Cerf: My career has been a bit like a four-legged table: picture, sound, music, and the tools to manipulate those. I really get excited by projects that weigh these elements equally—not just in the final product but throughout the process. I really resonated with Walter Murch’s equal embrace of picture and sound and was lucky to work with him on a couple of films. I’m sure there are many examples, but I think about Hans Zimmer developing music early for Christopher Nolan’s films or Jóhann Jóhannsson’s work on Arrival, where music and sound design become indistinguishable. My other big influences actually come from the software side. After working on Final Cut Pro at Apple for a number of years, I started exploring radical timeline and media-editing interfaces with Robert Ochshorn and Bret Victor. For example, we explored systems where every clip has a physical representation and you simply edit on a table with additional interface elements projected on top. Or Robert’s sound effects explorer where you could navigate the 100,000 or so effects in my library in real time on a single screen. It’s sort of hard to explain in text.
Filmmaker: What editing system did you use, and why?
Almada: Final Cut Pro X. One fundamental reason is that I have the best in-house tech support with Dave, and one of our executive producers’ company Simplemente works with Apple as well.
But one of the things I love about Final Cut Pro is that it is a very visual software. In the past I relied so much on my notes and folder organization to find shots but working in Final Cut Pro I rely much more on seeing the clips. It reminds me a lot of the chapter in Walter Murch’s book about NLE where he describes the unexpected discoveries scrolling through reels of film. Or how watching it forward and backwards at different speeds allowed you to see new things in the material. I think that Final Cut Pro brings a little of that process into the digital editing experience.
We also really benefited from the way you can manipulate the organization and display of the audio using “roles” rather than tracks. It allowed us to build complex soundscapes without it making the editing cumbersome.
Cerf: Because I helped to develop the still controversial Final Cut Pro while working at Apple, I have a kind of familiarity with it unlike other tools. Towards the end, we started experimenting with using Final Cut Pro in real-time sync Pro Tools as we migrated more to our final mix, and this is something I’m considering doing earlier on my next project.
Filmmaker: What was the most difficult scene to cut and why? And how did you do it?

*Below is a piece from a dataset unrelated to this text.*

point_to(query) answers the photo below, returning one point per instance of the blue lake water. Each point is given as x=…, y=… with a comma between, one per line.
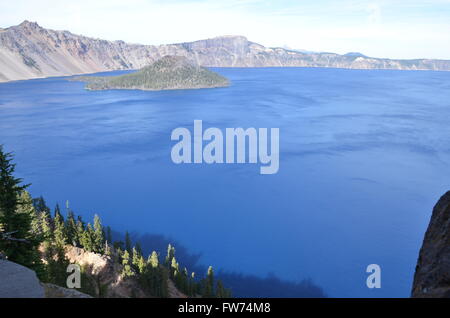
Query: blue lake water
x=364, y=156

Almada: The most difficult thing was finding the structure of the film. Without it we couldn’t figure out how each scene should be cut.
Like so much editing it just took a lot of trial and error and a lot of digging within to figure out what the film was ultimately about. The more clarity we could find and articulate about what the film was trying to do and say then we could find the structure.
Cerf: The question itself highlights one of the challenges: not all of the parts worked as “scenes,” and when the film felt too much like conventional scenes strung together, all the non-scene content, which was in some cases the most vital material, felt random or extraneous. For example, there were a number of interviews in the film, but in the end we left only a single one. That scene cut together fairly easily on its own, but it took a lot of work on the rest of the film to make that scene fit in (I still think it’s a bit of surprise when it arrives in the film, but hopefully in a refreshing way and not entirely a confusing one).
Filmmaker: Finally, now that the process is over, what new meanings has the film taken on for you? What did you discover in the footage that you might not have seen initially, and how does your final understanding of the film differ from the understanding that you began with?
Almada: This is a hard question to answer just from an editing standpoint for me. But, to me the incentive behind making a film is the discovery. There is a seed of an idea that carries through to the end but the film reveals itself to me through the process.